Tournée Aubrey & the Three Migos, 2018
Fan de «ce qu’on appelait le rap de sac à dos», Perron a été à la tête d’une petite maison de disque canadienne et a eu un magasin de disque. Il a travaillé sur une vidéo pour le label de rap marginal Rawkus Records en 2001, qui a débouché sur d’autres projets. Il a fait des designs pour des entreprises de snowboards et de skateboards. Mais son grand succès a eu lieu au début des années 2000, quand il a fait le design à esthétique minimaliste emblématique des boutiques American Apparel et a aidé l’entreprise à bâtir et ouvrir des boutiques partout dans le monde – «une par semaine» – durant la période d’expansion (avant sa liquidation, le détaillant comptait plus de 280 boutiques générant des recettes de plus 600 millions de dollars américains). Il n’avait jamais réalisé de projet d’une telle envergure, et le défi lui a plu. «La conception de la boutique s’est faite en deux parties. La première était complètement pragmatique, comme trouver des panneaux amovibles dans chaque ville, chaque pays où nous allions.» Des panneaux amovibles aux supports muraux en métal, Perron se rappelle que «Canal Street [était] presque à éliminer. On essayait d’être pragmatique». Pour la deuxième partie – le design italien des années 80 – Perron dit: «J’ai trouvé un livre qui s’appelle High Tech, qui était un mouvement italien post-moderne. Ils utilisaient des matériaux industriels. On en est devenu obsédé, c’était notre Bible. Si tu lis ce livre et que tu observes une boutique American Apparel, tu te dis: «Ah.»

Je demande à Perron si sa propre sensibilité se trouve dans le design italien des années 80, en parlant de l’effet Italo-disco de la voiture volante du concert de Drake. Il réfléchit avant de répondre: «c’est pas une question facile. J’aime tout. J’aime ce qui est hyper classique. Une part de moi aimera toujours le modernisme fonctionnel pour son côté pratique, ça dure et c’est génial». Il rit et enchaîne: «Mais tu sais, nous sommes assis sur du mobilier italien…», en faisant un geste de la main vers le gros sofa rembourré en cuir brun qui est la pièce maîtresse de son bureau.
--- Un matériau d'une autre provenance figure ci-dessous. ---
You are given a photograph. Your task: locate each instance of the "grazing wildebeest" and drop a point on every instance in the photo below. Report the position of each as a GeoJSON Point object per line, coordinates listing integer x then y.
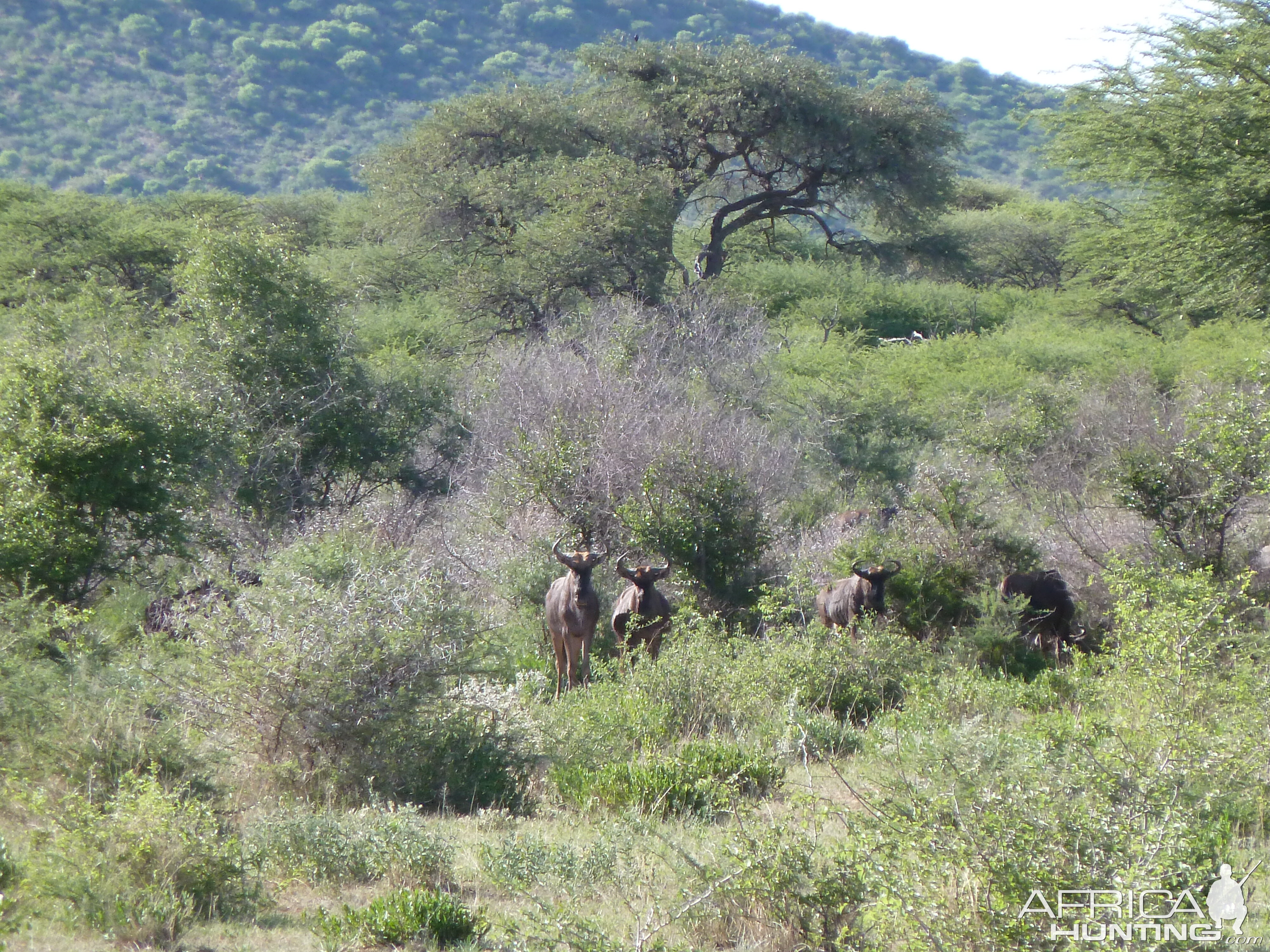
{"type": "Point", "coordinates": [572, 612]}
{"type": "Point", "coordinates": [843, 602]}
{"type": "Point", "coordinates": [642, 615]}
{"type": "Point", "coordinates": [1050, 612]}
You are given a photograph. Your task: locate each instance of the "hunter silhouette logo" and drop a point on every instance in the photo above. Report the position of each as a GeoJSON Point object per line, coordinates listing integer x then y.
{"type": "Point", "coordinates": [1155, 916]}
{"type": "Point", "coordinates": [1226, 898]}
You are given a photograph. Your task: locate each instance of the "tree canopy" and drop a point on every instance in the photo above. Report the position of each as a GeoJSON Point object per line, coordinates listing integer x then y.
{"type": "Point", "coordinates": [523, 197]}
{"type": "Point", "coordinates": [755, 135]}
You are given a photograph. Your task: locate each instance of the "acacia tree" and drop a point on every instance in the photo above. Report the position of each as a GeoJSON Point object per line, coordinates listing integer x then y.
{"type": "Point", "coordinates": [525, 197]}
{"type": "Point", "coordinates": [1188, 129]}
{"type": "Point", "coordinates": [754, 135]}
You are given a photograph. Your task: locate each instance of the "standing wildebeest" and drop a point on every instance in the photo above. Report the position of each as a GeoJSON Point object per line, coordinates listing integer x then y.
{"type": "Point", "coordinates": [651, 611]}
{"type": "Point", "coordinates": [844, 601]}
{"type": "Point", "coordinates": [572, 612]}
{"type": "Point", "coordinates": [1051, 610]}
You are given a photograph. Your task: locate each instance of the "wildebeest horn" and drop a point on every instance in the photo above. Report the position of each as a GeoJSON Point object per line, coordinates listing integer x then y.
{"type": "Point", "coordinates": [558, 554]}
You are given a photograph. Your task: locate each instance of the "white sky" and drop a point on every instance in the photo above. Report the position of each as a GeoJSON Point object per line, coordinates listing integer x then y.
{"type": "Point", "coordinates": [1041, 41]}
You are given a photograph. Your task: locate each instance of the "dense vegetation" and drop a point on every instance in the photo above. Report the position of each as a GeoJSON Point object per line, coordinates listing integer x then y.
{"type": "Point", "coordinates": [280, 480]}
{"type": "Point", "coordinates": [149, 96]}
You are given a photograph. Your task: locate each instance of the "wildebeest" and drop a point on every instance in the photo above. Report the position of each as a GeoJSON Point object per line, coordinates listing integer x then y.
{"type": "Point", "coordinates": [642, 615]}
{"type": "Point", "coordinates": [843, 602]}
{"type": "Point", "coordinates": [1050, 614]}
{"type": "Point", "coordinates": [572, 612]}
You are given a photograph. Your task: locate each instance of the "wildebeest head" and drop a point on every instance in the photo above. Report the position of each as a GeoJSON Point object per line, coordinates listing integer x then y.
{"type": "Point", "coordinates": [877, 578]}
{"type": "Point", "coordinates": [642, 576]}
{"type": "Point", "coordinates": [582, 563]}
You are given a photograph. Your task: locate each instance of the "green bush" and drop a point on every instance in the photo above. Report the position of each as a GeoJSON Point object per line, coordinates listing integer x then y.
{"type": "Point", "coordinates": [359, 846]}
{"type": "Point", "coordinates": [10, 874]}
{"type": "Point", "coordinates": [340, 668]}
{"type": "Point", "coordinates": [703, 777]}
{"type": "Point", "coordinates": [705, 520]}
{"type": "Point", "coordinates": [143, 865]}
{"type": "Point", "coordinates": [402, 917]}
{"type": "Point", "coordinates": [525, 860]}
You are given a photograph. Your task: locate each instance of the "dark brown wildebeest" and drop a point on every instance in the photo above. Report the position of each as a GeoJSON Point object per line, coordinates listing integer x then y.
{"type": "Point", "coordinates": [572, 614]}
{"type": "Point", "coordinates": [642, 615]}
{"type": "Point", "coordinates": [843, 602]}
{"type": "Point", "coordinates": [1050, 615]}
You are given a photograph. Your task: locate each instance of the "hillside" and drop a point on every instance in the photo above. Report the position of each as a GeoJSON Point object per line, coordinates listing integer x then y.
{"type": "Point", "coordinates": [152, 97]}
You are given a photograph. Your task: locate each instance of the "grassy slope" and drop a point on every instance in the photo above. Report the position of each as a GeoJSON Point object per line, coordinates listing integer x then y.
{"type": "Point", "coordinates": [252, 97]}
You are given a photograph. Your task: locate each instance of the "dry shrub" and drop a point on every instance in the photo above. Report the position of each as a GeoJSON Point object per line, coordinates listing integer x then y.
{"type": "Point", "coordinates": [573, 425]}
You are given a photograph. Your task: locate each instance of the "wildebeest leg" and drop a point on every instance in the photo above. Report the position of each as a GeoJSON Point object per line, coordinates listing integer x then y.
{"type": "Point", "coordinates": [573, 649]}
{"type": "Point", "coordinates": [620, 623]}
{"type": "Point", "coordinates": [585, 664]}
{"type": "Point", "coordinates": [562, 662]}
{"type": "Point", "coordinates": [651, 637]}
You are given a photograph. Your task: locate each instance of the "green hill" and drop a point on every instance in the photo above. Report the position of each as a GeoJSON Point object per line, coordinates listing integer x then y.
{"type": "Point", "coordinates": [150, 96]}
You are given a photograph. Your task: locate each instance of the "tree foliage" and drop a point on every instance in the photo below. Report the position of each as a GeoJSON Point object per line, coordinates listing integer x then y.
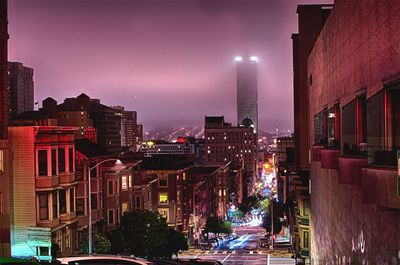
{"type": "Point", "coordinates": [101, 244]}
{"type": "Point", "coordinates": [216, 226]}
{"type": "Point", "coordinates": [146, 233]}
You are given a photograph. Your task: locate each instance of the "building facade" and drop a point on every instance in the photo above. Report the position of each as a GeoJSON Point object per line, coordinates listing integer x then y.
{"type": "Point", "coordinates": [21, 89]}
{"type": "Point", "coordinates": [247, 100]}
{"type": "Point", "coordinates": [311, 19]}
{"type": "Point", "coordinates": [354, 116]}
{"type": "Point", "coordinates": [43, 188]}
{"type": "Point", "coordinates": [224, 143]}
{"type": "Point", "coordinates": [5, 249]}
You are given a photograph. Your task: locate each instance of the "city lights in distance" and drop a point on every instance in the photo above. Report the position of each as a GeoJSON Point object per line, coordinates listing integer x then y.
{"type": "Point", "coordinates": [254, 59]}
{"type": "Point", "coordinates": [238, 59]}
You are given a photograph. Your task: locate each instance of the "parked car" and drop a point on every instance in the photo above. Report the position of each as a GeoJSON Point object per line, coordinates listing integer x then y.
{"type": "Point", "coordinates": [214, 243]}
{"type": "Point", "coordinates": [13, 261]}
{"type": "Point", "coordinates": [103, 260]}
Je lui dis que c’est intéressant que les boutiques American Apparel soient le fruit de beaux livres de design. Je lui dit que c’est intéressant le temps nécessaire aux gens avant de devenir nostalgique d’une ancienne esthétique.

Tournée Florence + The Machine, High As Hope, 2018
Considérant son titre, Perron n’appartient pas à la catégorie des control freaks, il est plutôt de ceux qui aiment les projets collaboratifs. «Je crois qu’une grande part de mon processus, ou peu importe comment tu veux appeler ça, est de veiller à ce qu’il y ait un groupe de gens talentueux qui fait du bon travail.» Il dit qu’avant c’était plutôt le «spectacle de Willo» avec une «porte tournante», mais il n’avait pas autant de plaisir. «J’aime les erreurs. J’aime les opinions des gens. J’aime débattre. Il faut s’entourer de gens qui ont une voix, qui vont répondre et avoir leurs propres idées. Il y a des filtres – des gens qui travaillent ici que je ne comprends pas du tout». Être constamment exposé à différents points de vue est très important pour Perron. Son père était pianiste jazz et son environnement familial lui a offert une éducation pleine de «rivalité intellectuelle où personne n’admettait jamais être en compétition». Son frère et lui poursuivent cette dynamique en travaillant ensemble: «C’est très motivant de le voir avoir du succès et vice versa».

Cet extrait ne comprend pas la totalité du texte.